Daniel Dantas: “Dantas está aproveitando o momento de fragilidade do PT”, diz professor do Insper (Antonio Cruz/Agência Brasil)
Agência de notícias
Publicado em 15 de junho de 2017 às 10h00.
Última atualização em 5 de maio de 2023 às 12h29.
*Esta reportagem foi atualizada em 5 de maio de 2023 para incluir o posicionamento do Opportunity.
Daniel Dantas foi considerado o “bad boy” do setor financeiro brasileiro por muito tempo.
Perspicaz, agressivo e veterano de brigas judiciais, ele foi motivo de revolta nacional quando com uma aquisição da Brasil Telecom na década de 1990 e depois se desentendeu publicamente com seus sócios do Citigroup durante anos.
Mais tarde, envolvido em um escândalo de corrupção em 2008, Dantas foi preso por tentativa de suborno, ficou brevemente na cadeia e seu fundo foi obrigado a abrir mão temporariamente de alguns ativos.
Uma década se passou e Dantas está apostando numa volta triunfal – como pecuarista, especulador de propriedades rurais e minerador* (confira o posicionamento da empresa abaixo).
E ele nem come carne. Segundo pessoas com conhecimento do assunto, o Opportunity do qual ele é cofundador, tem mais terras -- aproximadamente 500.000 hectares – do que qualquer outra empresa no Brasil e estuda novamente abrir o capital do negócio. Paralelamente, Dantas avalia mais investimentos em inteligência artificial.
As coisas vão indo tão bem que Dantas entrou pela primeira vez no Bloomberg Billionaires Index. Uma nova análise indica que o patrimônio dele chega a US$ 1,8 bilhão.
Dantas, que mantém seus ativos em entidades complexas, preferiu não fazer comentários sobre sua fortuna. Junto com a irmã Verônica e o sócio de longa data Dório Ferman, ele controla fundos que administram R$ 26 bilhões (US$ 8 bilhões) em ativos, mais que o dobro que tinha quando ele foi preso uma década atrás.
O montante inclui aproximadamente R$ 4,5 bilhões que foram desbloqueados em julho do ano passado, depois que a justiça brasileira anulou a Operação Satiagraha e a pena de 10 anos de Dantas.

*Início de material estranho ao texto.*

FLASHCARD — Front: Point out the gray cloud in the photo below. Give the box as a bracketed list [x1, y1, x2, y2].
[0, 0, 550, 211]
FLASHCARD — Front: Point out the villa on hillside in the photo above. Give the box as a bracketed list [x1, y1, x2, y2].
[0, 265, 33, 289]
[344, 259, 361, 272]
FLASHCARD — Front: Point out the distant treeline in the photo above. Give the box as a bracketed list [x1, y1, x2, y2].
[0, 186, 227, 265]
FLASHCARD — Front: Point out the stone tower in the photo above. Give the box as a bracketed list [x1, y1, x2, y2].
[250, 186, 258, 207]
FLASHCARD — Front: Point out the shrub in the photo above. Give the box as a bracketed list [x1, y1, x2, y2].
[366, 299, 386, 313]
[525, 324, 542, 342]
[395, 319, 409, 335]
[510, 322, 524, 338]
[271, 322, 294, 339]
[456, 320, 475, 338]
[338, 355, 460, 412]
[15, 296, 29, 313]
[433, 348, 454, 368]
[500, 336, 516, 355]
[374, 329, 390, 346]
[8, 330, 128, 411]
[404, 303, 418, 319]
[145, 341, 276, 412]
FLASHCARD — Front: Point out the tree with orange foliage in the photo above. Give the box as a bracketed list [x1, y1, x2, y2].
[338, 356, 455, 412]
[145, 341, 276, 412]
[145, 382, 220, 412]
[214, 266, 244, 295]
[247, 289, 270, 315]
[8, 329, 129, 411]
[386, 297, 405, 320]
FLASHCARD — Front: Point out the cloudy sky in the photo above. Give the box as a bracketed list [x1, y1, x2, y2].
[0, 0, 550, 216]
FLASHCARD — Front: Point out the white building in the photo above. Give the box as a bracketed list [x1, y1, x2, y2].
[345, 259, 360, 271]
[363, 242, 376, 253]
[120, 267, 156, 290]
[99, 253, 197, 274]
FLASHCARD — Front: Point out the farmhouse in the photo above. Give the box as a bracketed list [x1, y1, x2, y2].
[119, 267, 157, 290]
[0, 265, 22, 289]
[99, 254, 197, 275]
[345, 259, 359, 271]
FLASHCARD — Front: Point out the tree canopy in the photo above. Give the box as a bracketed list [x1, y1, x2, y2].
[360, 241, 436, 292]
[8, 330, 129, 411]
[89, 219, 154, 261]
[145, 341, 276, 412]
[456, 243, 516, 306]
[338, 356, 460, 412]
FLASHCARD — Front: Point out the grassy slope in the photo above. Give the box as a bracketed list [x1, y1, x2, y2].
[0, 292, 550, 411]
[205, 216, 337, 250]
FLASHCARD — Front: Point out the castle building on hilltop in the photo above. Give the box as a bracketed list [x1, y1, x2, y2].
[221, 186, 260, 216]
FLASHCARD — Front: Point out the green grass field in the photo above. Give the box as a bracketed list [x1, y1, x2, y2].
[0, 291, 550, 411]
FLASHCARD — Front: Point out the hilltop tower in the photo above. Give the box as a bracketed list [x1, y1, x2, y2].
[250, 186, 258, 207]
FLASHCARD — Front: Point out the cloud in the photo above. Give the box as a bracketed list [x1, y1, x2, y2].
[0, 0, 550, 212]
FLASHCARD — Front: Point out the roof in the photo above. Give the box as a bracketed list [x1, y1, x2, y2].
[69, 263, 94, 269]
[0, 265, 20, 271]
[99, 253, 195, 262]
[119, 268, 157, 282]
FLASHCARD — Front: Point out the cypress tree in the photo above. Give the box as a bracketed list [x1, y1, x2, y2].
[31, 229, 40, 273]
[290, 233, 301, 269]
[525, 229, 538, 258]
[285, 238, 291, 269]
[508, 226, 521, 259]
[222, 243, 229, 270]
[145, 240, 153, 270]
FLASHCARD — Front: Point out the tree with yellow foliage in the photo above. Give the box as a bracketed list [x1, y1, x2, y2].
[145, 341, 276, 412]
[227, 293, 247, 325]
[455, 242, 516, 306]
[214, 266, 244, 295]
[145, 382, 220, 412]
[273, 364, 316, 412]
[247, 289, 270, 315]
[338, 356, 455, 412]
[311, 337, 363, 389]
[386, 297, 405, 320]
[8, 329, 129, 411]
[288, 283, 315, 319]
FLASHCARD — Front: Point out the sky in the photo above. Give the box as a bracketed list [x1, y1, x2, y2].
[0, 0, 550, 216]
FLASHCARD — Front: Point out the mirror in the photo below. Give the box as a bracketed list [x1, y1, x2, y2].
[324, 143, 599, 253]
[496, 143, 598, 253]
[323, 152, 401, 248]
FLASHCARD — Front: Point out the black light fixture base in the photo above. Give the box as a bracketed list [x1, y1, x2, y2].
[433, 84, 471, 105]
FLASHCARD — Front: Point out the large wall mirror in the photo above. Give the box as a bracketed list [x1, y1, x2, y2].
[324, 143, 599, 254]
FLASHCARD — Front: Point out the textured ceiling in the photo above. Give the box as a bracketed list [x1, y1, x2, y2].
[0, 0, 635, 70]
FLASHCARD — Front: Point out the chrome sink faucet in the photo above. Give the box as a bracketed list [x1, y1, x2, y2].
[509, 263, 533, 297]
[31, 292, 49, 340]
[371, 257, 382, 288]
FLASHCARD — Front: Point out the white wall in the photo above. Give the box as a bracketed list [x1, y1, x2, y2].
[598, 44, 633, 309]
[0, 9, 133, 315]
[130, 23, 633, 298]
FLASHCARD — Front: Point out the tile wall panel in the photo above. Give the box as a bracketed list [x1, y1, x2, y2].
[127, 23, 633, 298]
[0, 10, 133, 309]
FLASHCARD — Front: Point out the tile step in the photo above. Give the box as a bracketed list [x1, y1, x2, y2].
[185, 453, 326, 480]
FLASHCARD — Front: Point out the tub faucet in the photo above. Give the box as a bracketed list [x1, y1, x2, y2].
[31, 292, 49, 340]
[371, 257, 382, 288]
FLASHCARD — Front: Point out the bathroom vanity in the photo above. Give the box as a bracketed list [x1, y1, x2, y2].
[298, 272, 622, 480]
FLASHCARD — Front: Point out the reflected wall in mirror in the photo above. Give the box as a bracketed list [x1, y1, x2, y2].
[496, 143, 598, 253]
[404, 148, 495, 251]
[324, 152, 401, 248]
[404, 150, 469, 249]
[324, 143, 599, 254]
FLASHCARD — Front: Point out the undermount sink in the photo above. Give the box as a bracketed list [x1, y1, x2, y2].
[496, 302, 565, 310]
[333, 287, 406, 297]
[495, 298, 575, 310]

Mas como sempre, ele não fica longe das controvérsias. Aproximadamente 700 pessoas estão acampadas em terras do Opportunity exigindo direito de propriedade.
A divisão pecuária do fundo é acusada de criar gado ilegalmente em fazendas embargadas, que foram desmatadas de forma ilícita antes de serem adquiridas pelo fundo, o que a instituição nega.
Até certo ponto, ele pode se dar ao luxo de ser tão ousado porque saiu ileso da Operação Lava Jato. Hoje Dantas não enfrenta mais a pressão do Partido dos Trabalhadores.
“Dantas está aproveitando o momento de fragilidade do PT”, disse Sergio Lazzarini, professor do Insper, em São Paulo. “Mas não tem santo nesta história.”
Dantas vem de uma tradicional família de magnatas e políticos. O avô de seu avô foi Cícero Dantas Martins, criador de gado com título de nobreza que dá nome a uma cidade na Bahia.
Depois de administrar dinheiro para um banqueiro no Rio de Janeiro, Dantas, que tem PhD em Economia, se juntou a Ferman para fundar o Opportunity Fund, em 1994.
A empreita eventualmente se expandiu na forma de diversos fundos que compram empresas e administram dinheiro próprio e de terceiros.
Ele ficou rico e ganhou fama como empresário recluso durante a onda de privatizações da década de 1990. Ele também se meteu em diversas polêmicas com seus sócios.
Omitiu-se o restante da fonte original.